Beyond that, like so many protégés, Mr. Earle was expected to reflect well on, but certainly not to exceed, the master, as he eventually did, at least in terms of commercial success and visibility. To this day Mr. Earle retains an eager, puppyish quality that the softer side of Van Zandt could enjoy. In his cool detachment, though, Van Zandt also understood that withholding his approval would always bring an admiring Mr. Earle back for more. Distance can breed desire, and perhaps Mr. Earle took his mentor’s remove as a challenge; in any case being part of Van Zandt’s circle was important validation for Mr. Earle.

“As in a lot of these kinds of relationships, the hero is the tor-mentor,” said Justin Townes Earle, Mr. Earle’s oldest son and a recording artist in his own right. The origins of his middle name are obvious. “From the day my father met Townes, Townes tortured him,” he continued, alluding to how Van Zandt mercilessly heckled his father from the audience the first time he saw him perform, repeatedly insisting that he play “The Wabash Cannonball.” “Then he became the noogie songwriter who put my dad in a headlock.” Justin suggested that his father may be irked “that Townes never said to him, ‘Great record.’ ”

“Maybe he did,” he added, “but I think if he had, my dad would have told me.”

“Townes will always be bigger than life in his head,” the younger Earle concluded. Steve Earle admitted that Van Zandt never really saw him as an adult. “I was the kid,” he said. “I understand that, and I’m cool with it. But he could be brutal with me. ”

The two men saw each other infrequently after Mr. Earle’s descent into the drug underworld, though Van Zandt once visited him in the depths of his addiction at the request of mutual friends. “I must be in trouble if they’re sending you,” Mr. Earle remarked. Once Mr. Earle became sober, he began recording and touring with a vengeance, and Van Zandt continued his peripatetic ways.
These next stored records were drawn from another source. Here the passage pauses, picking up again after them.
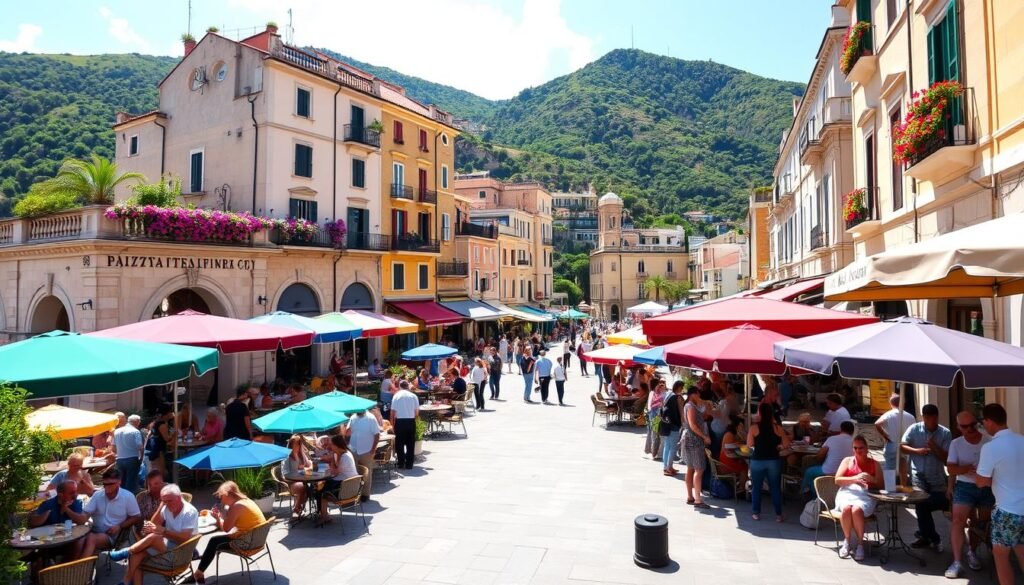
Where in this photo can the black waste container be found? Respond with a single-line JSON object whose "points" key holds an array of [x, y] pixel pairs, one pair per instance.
{"points": [[651, 541]]}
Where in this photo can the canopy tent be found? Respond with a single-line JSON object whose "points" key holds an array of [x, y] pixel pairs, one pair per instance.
{"points": [[612, 354], [61, 364], [428, 351], [785, 318], [473, 309], [795, 290], [431, 314], [233, 454], [631, 336], [228, 335], [324, 332], [649, 307], [983, 260], [302, 417], [67, 423], [907, 349], [340, 402]]}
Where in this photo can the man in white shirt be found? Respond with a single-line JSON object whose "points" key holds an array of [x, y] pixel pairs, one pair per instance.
{"points": [[1001, 468], [836, 449], [364, 433], [175, 521], [112, 509], [962, 461], [891, 426], [404, 412], [836, 415]]}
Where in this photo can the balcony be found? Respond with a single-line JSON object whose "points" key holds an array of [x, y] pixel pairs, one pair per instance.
{"points": [[951, 153], [364, 136], [467, 228], [428, 196], [454, 268], [399, 191], [413, 243], [369, 242]]}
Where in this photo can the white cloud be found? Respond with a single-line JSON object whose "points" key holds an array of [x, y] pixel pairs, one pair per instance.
{"points": [[121, 30], [462, 43], [25, 41]]}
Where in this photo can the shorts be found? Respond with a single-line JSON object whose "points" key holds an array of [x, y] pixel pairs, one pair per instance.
{"points": [[1008, 529], [969, 494]]}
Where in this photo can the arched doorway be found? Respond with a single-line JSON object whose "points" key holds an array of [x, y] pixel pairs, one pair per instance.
{"points": [[297, 364], [50, 314]]}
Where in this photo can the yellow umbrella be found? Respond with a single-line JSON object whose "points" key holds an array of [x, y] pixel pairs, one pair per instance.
{"points": [[71, 423]]}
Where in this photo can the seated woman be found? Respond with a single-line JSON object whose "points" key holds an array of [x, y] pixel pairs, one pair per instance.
{"points": [[856, 475], [296, 464]]}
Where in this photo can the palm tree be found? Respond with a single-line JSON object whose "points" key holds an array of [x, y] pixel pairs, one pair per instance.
{"points": [[657, 284], [88, 181]]}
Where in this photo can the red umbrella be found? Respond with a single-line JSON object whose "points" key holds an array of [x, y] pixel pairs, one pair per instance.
{"points": [[785, 318], [228, 335], [742, 349]]}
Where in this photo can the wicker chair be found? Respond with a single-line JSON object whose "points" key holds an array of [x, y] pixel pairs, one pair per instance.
{"points": [[172, 563], [347, 498], [249, 546], [82, 572], [826, 489]]}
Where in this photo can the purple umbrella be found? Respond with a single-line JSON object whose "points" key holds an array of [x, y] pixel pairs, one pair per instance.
{"points": [[907, 349]]}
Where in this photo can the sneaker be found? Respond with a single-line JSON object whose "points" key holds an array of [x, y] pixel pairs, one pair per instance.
{"points": [[972, 560], [844, 550]]}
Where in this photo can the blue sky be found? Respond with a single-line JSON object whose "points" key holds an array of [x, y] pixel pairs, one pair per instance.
{"points": [[494, 48]]}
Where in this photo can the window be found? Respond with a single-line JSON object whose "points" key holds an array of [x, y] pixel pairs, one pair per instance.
{"points": [[424, 273], [303, 160], [302, 102], [302, 209], [196, 171], [358, 173], [398, 276]]}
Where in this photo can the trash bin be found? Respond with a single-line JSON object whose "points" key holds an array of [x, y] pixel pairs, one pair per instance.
{"points": [[651, 541]]}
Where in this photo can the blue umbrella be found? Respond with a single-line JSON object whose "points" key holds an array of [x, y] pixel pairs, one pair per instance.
{"points": [[233, 454], [302, 417], [652, 357], [428, 351], [340, 402], [326, 331]]}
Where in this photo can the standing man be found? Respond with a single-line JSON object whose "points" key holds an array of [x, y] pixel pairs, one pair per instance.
{"points": [[891, 426], [128, 447], [962, 463], [364, 432], [404, 413], [928, 445], [1001, 468], [544, 367]]}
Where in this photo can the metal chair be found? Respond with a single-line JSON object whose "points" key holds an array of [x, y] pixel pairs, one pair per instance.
{"points": [[249, 546], [82, 572], [172, 563]]}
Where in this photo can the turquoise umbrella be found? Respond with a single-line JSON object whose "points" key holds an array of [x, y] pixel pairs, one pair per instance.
{"points": [[340, 402], [235, 454], [300, 418], [61, 364]]}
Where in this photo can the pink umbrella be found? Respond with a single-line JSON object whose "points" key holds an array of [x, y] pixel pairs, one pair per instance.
{"points": [[228, 335]]}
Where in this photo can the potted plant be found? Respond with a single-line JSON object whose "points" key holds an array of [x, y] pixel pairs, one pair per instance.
{"points": [[255, 484], [421, 429]]}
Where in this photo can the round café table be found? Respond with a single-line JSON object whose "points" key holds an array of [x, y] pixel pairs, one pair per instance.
{"points": [[893, 538]]}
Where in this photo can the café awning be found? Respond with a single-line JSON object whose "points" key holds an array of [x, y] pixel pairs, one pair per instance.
{"points": [[979, 261], [431, 314]]}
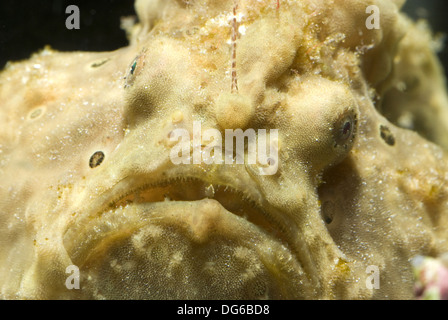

But they remained friends, even performing together at a Nashville benefit in 1995. When Van Zandt died of a heart attack at 52, Mr. Earle wrote the ballad “Fort Worth Blues” for him on his album “El Corazón.” “See you when I get there maestro,” reads Mr. Earle’s dedication.

So, given that complicated emotional history, how effective a tribute is “Townes”? In a sense it is the Townes Van Zandt album that Van Zandt couldn’t or wouldn’t make himself, but should have. With rare exceptions, most notably “Live at the Old Quarter, Houston, Texas,” Van Zandt’s overproduced recorded work betrays the extraordinary quality of his songwriting. Mr. Earle sought to remedy that.

“It is a form of channeling at its best,” said Mr. Earle, who recorded most of the album in his Greenwich Village apartment. “What I tried to do is sit in a room by myself for 12 of the 15 tracks and play them as close to the way I remember him playing them.” Van Zandt classics like “Pancho and Lefty,” “To Live Is to Fly” and “No Place to Fall” sit comfortably next to worthy, if lesser known, songs like “(Quicksilver Dreams of) Maria” and “Where I Lead Me.”

Completing a generational journey, Mr. Earle and his son Justin duet on “Mr. Mudd and Mr. Gold,” the dense, troubled gambling story-song that Mr. Earle performed nearly 30 years ago to impress Van Zandt the first time he saw Mr. Earle perform. Like the album itself, it’s a tribute that demands respect from its subject.

“Townes’s inability to promote himself and put his dukes up for his own art failed him over and over again,” Mr. Earle said. “But none of us is whole. We all do some things better than others. As a songwriter, you won’t find anybody better. I hope this record will make it a little more apparent just how good these songs are.